Watching it as a more mature connoisseur of anime, I can see what it was doing, and I now have a better respect for it. In my younger days I wanted it to be just like the earlier A-ko films and felt the more serious moments were a boring waste of time that could have been spent making me laugh. Of course the story is also pretty generic, which doesn’t help. It wasn’t fresh or new even when it first came out. And since the serious moments are sandwiched between bouts of ludicrous slapstick comedy, they often lack the time necessary to build up emotional torque. But all in all, they work surprisingly well at keeping the series engaging despite these limitations.
As for the ludicrous parts of the series, they are very ludicrous and occasionally they can be every bit as hilarious as the earlier entries in the franchise. They are a different type of humor, however. The movies primarily worked through absurd situations to make their jokes, but here it tends to be straight-out slapstick, far more akin to watching a Looney Tunes episode. This isn’t a bad thing, but it can certainly disappoint viewers expecting or preferring A-ko’s usual brand of humor. In some ways, this actually helps it, though. Because it is only specific jokes that are humorous, it doesn’t take much away from the dramatic aspects of the series.
The animation is probably the weakest part. The A-ko sequels were never as well animated as the original film, but they were still pretty solid. A-ko: Versus is a further step down from that. It’s still completely watchable, but there is a noticeable lack of smoothness that is disappointing after watching the other films. This is mostly true of the action scenes. The A-ko films always took care to make the action scenes look good. And since the action in Versus is very integral to the series, it is rather disappointing to see it watered down with lackluster animation. But even with that caveat, the fight scenes are usually the most enjoyable part of the series. They have the best of the show’s humor, and they can be quite entertaining.

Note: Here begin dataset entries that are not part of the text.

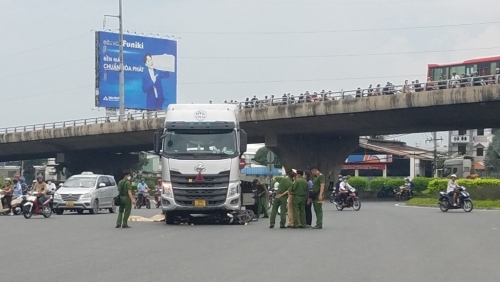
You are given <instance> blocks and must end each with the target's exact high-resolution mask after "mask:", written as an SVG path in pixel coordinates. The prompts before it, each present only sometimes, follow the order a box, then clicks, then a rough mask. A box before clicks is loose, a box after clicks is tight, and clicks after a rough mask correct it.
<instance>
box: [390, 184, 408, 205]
mask: <svg viewBox="0 0 500 282" xmlns="http://www.w3.org/2000/svg"><path fill="white" fill-rule="evenodd" d="M411 198H413V191H412V190H411V188H410V187H408V186H405V185H401V186H400V187H399V191H398V192H396V195H394V199H395V200H396V201H398V202H399V201H406V200H409V199H411Z"/></svg>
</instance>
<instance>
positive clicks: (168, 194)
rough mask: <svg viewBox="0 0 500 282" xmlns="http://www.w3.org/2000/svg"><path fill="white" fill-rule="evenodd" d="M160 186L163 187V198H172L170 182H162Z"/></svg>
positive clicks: (171, 190)
mask: <svg viewBox="0 0 500 282" xmlns="http://www.w3.org/2000/svg"><path fill="white" fill-rule="evenodd" d="M162 185H163V195H165V197H169V198H172V197H173V196H174V193H173V191H172V182H167V181H163V182H162Z"/></svg>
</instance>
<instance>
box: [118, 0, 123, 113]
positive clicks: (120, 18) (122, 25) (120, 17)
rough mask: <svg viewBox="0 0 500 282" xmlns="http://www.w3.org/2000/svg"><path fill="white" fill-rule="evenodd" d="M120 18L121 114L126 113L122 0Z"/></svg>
mask: <svg viewBox="0 0 500 282" xmlns="http://www.w3.org/2000/svg"><path fill="white" fill-rule="evenodd" d="M118 19H119V21H120V82H119V84H120V86H119V87H120V89H119V91H120V116H123V115H124V114H125V69H124V64H123V14H122V0H120V8H119V15H118Z"/></svg>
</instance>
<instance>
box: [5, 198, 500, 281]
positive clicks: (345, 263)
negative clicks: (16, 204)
mask: <svg viewBox="0 0 500 282" xmlns="http://www.w3.org/2000/svg"><path fill="white" fill-rule="evenodd" d="M325 210H326V211H325V222H324V229H323V230H311V229H305V230H301V229H297V230H295V229H293V230H292V229H283V230H281V229H276V228H275V229H269V228H268V221H264V220H262V219H261V221H259V222H256V223H250V224H249V225H248V226H214V225H198V226H186V225H180V226H167V225H165V223H163V222H131V223H130V225H131V226H132V228H130V229H115V228H114V225H115V224H114V223H115V219H116V214H109V213H108V212H105V211H102V212H101V213H100V214H97V215H89V214H83V215H77V214H64V215H61V216H57V215H54V216H53V217H51V218H49V219H44V218H43V217H33V218H32V219H30V220H26V219H24V218H23V217H22V216H13V217H9V216H2V217H0V226H1V230H0V231H1V232H0V234H1V235H0V240H1V244H0V246H1V250H2V254H3V255H2V256H1V257H0V277H1V279H0V280H1V281H20V280H32V279H34V278H35V277H37V278H36V279H35V280H36V281H39V282H46V281H51V282H53V281H55V282H58V281H75V282H80V281H85V282H89V281H188V282H195V281H204V282H210V281H235V282H239V281H273V282H274V281H276V282H281V281H287V282H290V281H384V282H385V281H405V282H412V281H418V282H422V281H426V282H429V281H440V282H445V281H453V282H459V281H481V282H487V281H498V279H499V278H498V277H500V267H498V262H499V261H500V243H499V242H500V221H499V218H500V212H498V211H479V210H474V211H473V212H472V213H465V212H463V211H450V212H448V213H442V212H440V211H439V210H438V209H429V208H410V207H396V206H395V205H394V202H363V206H362V208H361V210H360V211H359V212H355V211H352V210H345V211H342V212H339V211H334V210H333V205H332V204H330V203H325ZM157 211H158V210H155V209H152V210H144V209H141V210H133V211H132V214H133V215H141V216H145V217H150V216H153V215H155V214H158V212H157Z"/></svg>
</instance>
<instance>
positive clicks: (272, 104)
mask: <svg viewBox="0 0 500 282" xmlns="http://www.w3.org/2000/svg"><path fill="white" fill-rule="evenodd" d="M488 84H500V75H499V74H496V75H485V76H473V77H464V78H460V79H447V80H438V81H425V82H418V83H408V84H404V85H392V84H391V85H384V86H382V85H377V86H376V87H372V88H364V89H362V88H358V89H355V90H345V91H344V90H341V91H336V92H331V91H329V92H323V91H322V92H321V93H313V94H311V93H309V94H305V95H300V96H286V97H271V98H269V99H263V100H259V99H254V100H251V101H245V102H239V103H238V105H239V108H240V109H248V108H260V107H269V106H279V105H290V104H298V103H307V102H322V101H334V100H342V99H355V98H361V97H372V96H379V95H394V94H401V93H415V94H416V95H418V93H419V92H424V91H433V90H440V89H449V88H460V87H472V86H483V85H488Z"/></svg>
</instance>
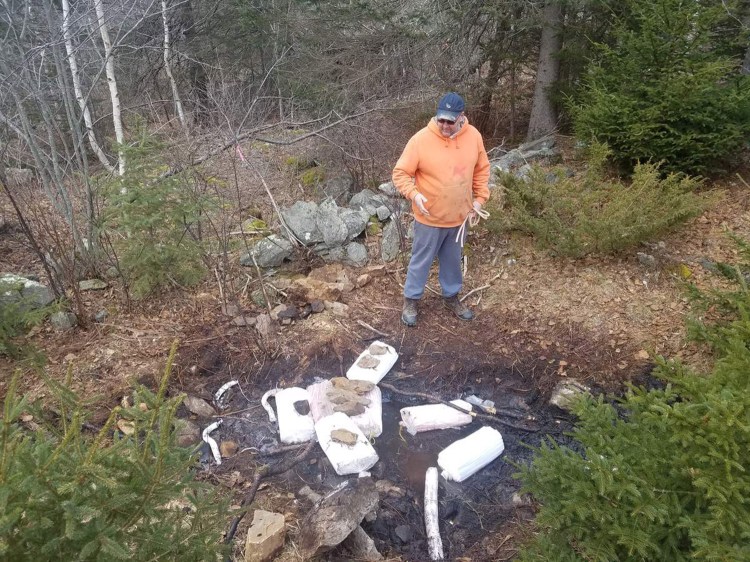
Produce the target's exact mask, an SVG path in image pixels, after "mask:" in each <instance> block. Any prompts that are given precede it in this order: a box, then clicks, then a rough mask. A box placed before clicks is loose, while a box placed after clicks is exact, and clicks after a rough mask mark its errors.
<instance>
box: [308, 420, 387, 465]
mask: <svg viewBox="0 0 750 562" xmlns="http://www.w3.org/2000/svg"><path fill="white" fill-rule="evenodd" d="M334 429H346V430H347V431H351V432H352V433H354V434H355V435H356V436H357V442H356V443H355V444H354V445H345V444H344V443H339V442H337V441H334V440H333V439H332V438H331V431H333V430H334ZM315 433H316V434H317V436H318V441H319V442H320V448H321V449H323V452H324V453H325V454H326V456H327V457H328V460H329V461H331V464H332V465H333V469H334V470H335V471H336V474H338V475H340V476H343V475H345V474H358V473H360V472H362V471H364V470H368V469H369V468H372V466H373V465H374V464H375V463H376V462H378V454H377V453H376V452H375V449H373V447H372V445H370V442H369V441H368V440H367V438H366V437H365V436H364V434H363V433H362V431H361V430H360V429H359V428H358V427H357V424H355V423H354V422H353V421H352V419H351V418H350V417H349V416H347V415H346V414H342V413H341V412H336V413H335V414H331V415H330V416H326V417H325V418H323V419H321V420H320V421H319V422H318V423H316V424H315Z"/></svg>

After all these years I’ve finally come to terms with this series, and I actually had a good time watching it. As with A-ko 4: Final, I have to wonder what it would be like if the Versus series had continued on. I certainly think it had the potential, and a lot of the changes it made would have worked well for a longer running series. It’s not quite as good as the films (aside from Cinderella Rhapsody), but it is a series that I can comfortably say is fun to watch. And if it had kickstarted a new era of Project A-ko shenanigans, I would be happy to go for the ride.